Because standing outside the café is the volunteer fire chief, his hat clutched in his hands, face grave. And gathered around him, a cluster of Lura’s friends. Women I know. Women who’ve loved and laughed and gossiped with Lura for years.
And they’re crying. Openly, shamelessly. The kind of crying you don't do unless something truly terrible has happened.
I’m unbuckling before the truck even stops, flinging the door open, feet hitting the pavement hard as I sprint toward them.
“What happened?” I demand, heart hammering so hard it feels like it might crack open my ribs.
Ruby steps forward, face streaked with tears. She grabs my hands in hers, squeezing tight like she’s afraid I’ll slip right through her fingers.
“It was terrible, Olive,” she says, her voice shaking. “One minute she was cracking a joke and making us laugh like always and the next…” Her voice breaks. “She was just gone.”
Behind her, the others cry harder, their grief a raw, keening sound that cuts through the damp, heavy air.
I stand there, frozen. The words don't make sense. Gone? But she was fine. She was laughing. She was there this morning, handing me bread and teasing me about dating. She showed me how to make cobbler! And now this?
Gone?
No.
No!
A warm hand curls around my waist, pulling me back to solid ground before I can drift away into the numb, yawning horror swallowing me whole.

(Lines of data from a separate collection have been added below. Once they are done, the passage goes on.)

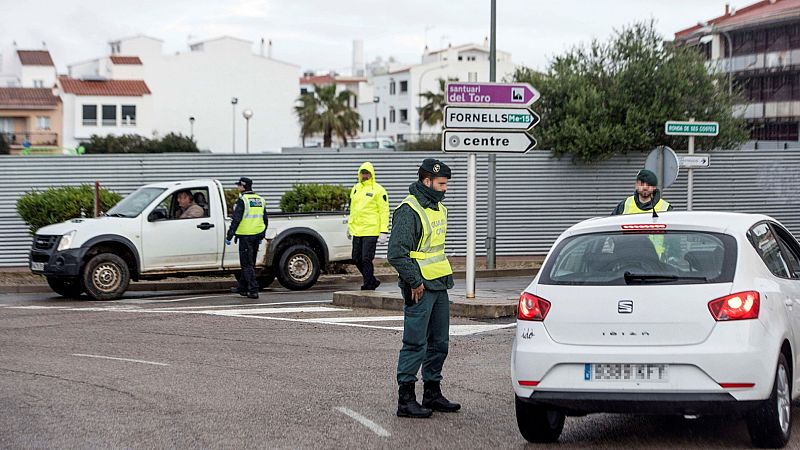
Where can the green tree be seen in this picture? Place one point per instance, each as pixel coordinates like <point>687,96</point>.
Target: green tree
<point>432,112</point>
<point>328,113</point>
<point>614,97</point>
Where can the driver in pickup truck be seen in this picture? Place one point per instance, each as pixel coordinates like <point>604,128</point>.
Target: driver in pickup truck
<point>249,225</point>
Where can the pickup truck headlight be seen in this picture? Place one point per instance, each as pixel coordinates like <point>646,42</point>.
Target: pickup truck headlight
<point>66,241</point>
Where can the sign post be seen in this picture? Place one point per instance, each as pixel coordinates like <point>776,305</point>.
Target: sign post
<point>486,118</point>
<point>691,129</point>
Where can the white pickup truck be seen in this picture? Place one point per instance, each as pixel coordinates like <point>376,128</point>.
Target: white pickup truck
<point>141,238</point>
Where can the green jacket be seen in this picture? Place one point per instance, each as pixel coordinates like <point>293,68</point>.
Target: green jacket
<point>649,205</point>
<point>406,233</point>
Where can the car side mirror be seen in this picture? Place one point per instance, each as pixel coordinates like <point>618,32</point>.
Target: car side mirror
<point>156,215</point>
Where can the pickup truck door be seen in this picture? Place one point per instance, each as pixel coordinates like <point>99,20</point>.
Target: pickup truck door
<point>189,243</point>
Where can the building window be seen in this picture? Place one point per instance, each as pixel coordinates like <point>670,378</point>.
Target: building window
<point>129,114</point>
<point>90,115</point>
<point>109,115</point>
<point>42,123</point>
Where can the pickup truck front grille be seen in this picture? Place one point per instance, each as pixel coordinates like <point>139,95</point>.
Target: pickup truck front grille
<point>44,242</point>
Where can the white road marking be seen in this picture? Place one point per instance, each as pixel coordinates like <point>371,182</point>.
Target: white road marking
<point>357,319</point>
<point>249,311</point>
<point>144,301</point>
<point>254,304</point>
<point>120,359</point>
<point>377,429</point>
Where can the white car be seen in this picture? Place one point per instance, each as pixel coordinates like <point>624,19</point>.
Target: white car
<point>688,313</point>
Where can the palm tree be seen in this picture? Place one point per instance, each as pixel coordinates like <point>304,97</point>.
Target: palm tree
<point>328,113</point>
<point>432,113</point>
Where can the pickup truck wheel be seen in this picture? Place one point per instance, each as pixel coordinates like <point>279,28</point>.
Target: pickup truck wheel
<point>66,287</point>
<point>298,267</point>
<point>106,277</point>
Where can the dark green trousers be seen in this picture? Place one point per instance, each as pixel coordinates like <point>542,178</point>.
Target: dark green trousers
<point>426,337</point>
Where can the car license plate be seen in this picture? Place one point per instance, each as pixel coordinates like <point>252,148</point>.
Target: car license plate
<point>626,372</point>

I look up into Liam’s face, blurred by the sting of unshed tears and shake my head, desperate for him to explain it, fix it, make it go away.
“How?” My voice cracks in two. “She was fine when I left this morning. She was fine, Liam.”
He draws me closer, tucking me into his chest, his hand stroking slow, steady lines down my back.
“I know, honey,” he says, voice low and thick with sorrow. “I know. I’m so sorry.”
And standing there in the fading light, surrounded by the people who loved her most, I realize the place that’s always felt like home has a hole in it now. A hole that nothing will ever be able to fill.
The grief presses in from all sides. Ruby’s broken sobs, the muffled crying of the others, the low murmurs of disbelief and it’s too much.
I can’t breathe.
I can’t think.
I can’t move.
Liam must sense it because his arm tightens around me, steady and sure.
“Come on, honey,” he murmurs against my hair. “Come with me.”
I let him lead me, my body moving on instinct, trusting him the way I always have.
He pulls me away from the crowd, down the side of the building, where the noise fades into a dull roar behind us. The rain has started again, a soft mist that clings to my skin, but I barely feel it.
Liam stops under the awning, out of sight, out of reach, and turns to face me.
For a second, I just stand there, staring up at him, my hands hanging uselessly at my sides.
Then I crumble.
It’s not a graceful fall. It's not a cinematic single tear.
It’s a collapse. Messy, broken, real.